During handling of the above exception, another exception occurred:

Traceback (most recent call last):
  File "c:\Users\nnikitin-user\Desktop\automl_may\flood_1.py", line 85, in <module>
    auto_model.fit(features=train, target="FloodProbability")
  File "C:\Users\nnikitin-user\AppData\Local\Programs\Python\Python310\lib\site-packages\fedot\api\main.py", line 181, in fit
    self.current_pipeline, self.best_models, self.history = self.api_composer.obtain_model(self.train_data)
  File "C:\Users\nnikitin-user\AppData\Local\Programs\Python\Python310\lib\site-packages\fedot\api\api_utils\api_composer.py", line 63, in obtain_model
    initial_assumption, fitted_assumption = self.propose_and_fit_initial_assumption(train_data)
  File "C:\Users\nnikitin-user\AppData\Local\Programs\Python\Python310\lib\site-packages\fedot\api\api_utils\api_composer.py", line 107, in propose_and_fit_initial_assumption    assumption_handler.fit_assumption_and_check_correctness(deepcopy(initial_assumption[0]),
  File "C:\Users\nnikitin-user\AppData\Local\Programs\Python\Python310\lib\site-packages\fedot\api\api_utils\assumptions\assumptions_handler.py", line 86, in fit_assumption_and_check_correctness
    self._raise_evaluating_exception(ex)
  File "C:\Users\nnikitin-user\AppData\Local\Programs\Python\Python310\lib\site-packages\fedot\api\api_utils\assumptions\assumptions_handler.py", line 94, in _raise_evaluating_exception    raise ValueError(advice_info)
ValueError: Initial pipeline fit was failed due to: all the input array dimensions except for the concatenation axis must match exactly, but along dimension 0, the array at index 0 has size 894365 and the array at index 1 has size 1117957. Check pipeline structure and the correctness of the data
PS C:\Users\nnikitin-user\Desktop\automl_may>

Possible Solution

Some features are deleted during the auto preprocessing.
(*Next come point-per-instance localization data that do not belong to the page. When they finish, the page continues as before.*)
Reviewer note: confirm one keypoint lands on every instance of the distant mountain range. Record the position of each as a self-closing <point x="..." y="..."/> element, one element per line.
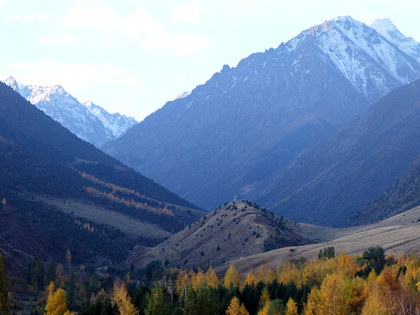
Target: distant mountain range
<point x="234" y="230"/>
<point x="352" y="166"/>
<point x="88" y="121"/>
<point x="58" y="191"/>
<point x="229" y="136"/>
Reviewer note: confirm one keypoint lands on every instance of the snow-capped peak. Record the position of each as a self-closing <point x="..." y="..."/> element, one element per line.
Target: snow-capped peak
<point x="406" y="44"/>
<point x="384" y="26"/>
<point x="88" y="121"/>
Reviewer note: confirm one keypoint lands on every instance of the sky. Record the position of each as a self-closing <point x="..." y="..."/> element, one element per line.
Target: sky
<point x="132" y="56"/>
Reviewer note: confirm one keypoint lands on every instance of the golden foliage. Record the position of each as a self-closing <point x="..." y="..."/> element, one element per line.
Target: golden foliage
<point x="56" y="303"/>
<point x="236" y="308"/>
<point x="291" y="307"/>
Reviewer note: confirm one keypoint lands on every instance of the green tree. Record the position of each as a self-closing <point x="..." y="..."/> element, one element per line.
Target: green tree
<point x="4" y="288"/>
<point x="122" y="300"/>
<point x="157" y="302"/>
<point x="326" y="253"/>
<point x="56" y="303"/>
<point x="374" y="258"/>
<point x="201" y="300"/>
<point x="50" y="276"/>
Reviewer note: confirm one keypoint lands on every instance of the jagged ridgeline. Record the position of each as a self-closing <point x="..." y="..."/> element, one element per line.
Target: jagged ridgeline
<point x="70" y="194"/>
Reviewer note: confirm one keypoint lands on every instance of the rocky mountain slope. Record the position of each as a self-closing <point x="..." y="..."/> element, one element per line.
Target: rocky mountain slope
<point x="88" y="121"/>
<point x="58" y="191"/>
<point x="234" y="230"/>
<point x="354" y="165"/>
<point x="252" y="120"/>
<point x="403" y="195"/>
<point x="397" y="235"/>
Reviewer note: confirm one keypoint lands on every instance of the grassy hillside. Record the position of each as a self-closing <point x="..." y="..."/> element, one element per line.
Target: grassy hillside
<point x="237" y="229"/>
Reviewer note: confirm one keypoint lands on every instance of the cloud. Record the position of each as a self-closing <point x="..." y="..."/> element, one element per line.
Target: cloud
<point x="75" y="77"/>
<point x="140" y="24"/>
<point x="187" y="12"/>
<point x="33" y="17"/>
<point x="65" y="39"/>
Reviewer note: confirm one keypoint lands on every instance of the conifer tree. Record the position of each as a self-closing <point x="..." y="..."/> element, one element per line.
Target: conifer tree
<point x="122" y="300"/>
<point x="232" y="277"/>
<point x="291" y="307"/>
<point x="4" y="288"/>
<point x="236" y="308"/>
<point x="211" y="278"/>
<point x="157" y="303"/>
<point x="56" y="303"/>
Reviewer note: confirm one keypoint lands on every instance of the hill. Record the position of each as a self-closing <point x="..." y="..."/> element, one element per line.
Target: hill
<point x="398" y="234"/>
<point x="249" y="121"/>
<point x="68" y="194"/>
<point x="403" y="195"/>
<point x="234" y="230"/>
<point x="354" y="165"/>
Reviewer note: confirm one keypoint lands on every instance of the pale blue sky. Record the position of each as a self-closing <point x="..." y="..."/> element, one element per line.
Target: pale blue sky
<point x="133" y="56"/>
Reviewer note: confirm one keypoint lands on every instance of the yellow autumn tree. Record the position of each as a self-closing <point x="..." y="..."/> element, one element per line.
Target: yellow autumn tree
<point x="264" y="298"/>
<point x="232" y="277"/>
<point x="328" y="299"/>
<point x="291" y="307"/>
<point x="56" y="302"/>
<point x="122" y="300"/>
<point x="236" y="308"/>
Perhaps it is related to categorical features. Debug the following breakpoints to find and fix the problem. image

Steps to Reproduce

  1. Download code and data from https://www.kaggle.com/code/eliyahusanti/fedot-nss-lab-automl-catboost-0-8676
  2. Set FEDOT parameter use_auto_preprocessing=True
  3. Run the code

Context [OPTIONAL]

Participating in a Kaggle competition.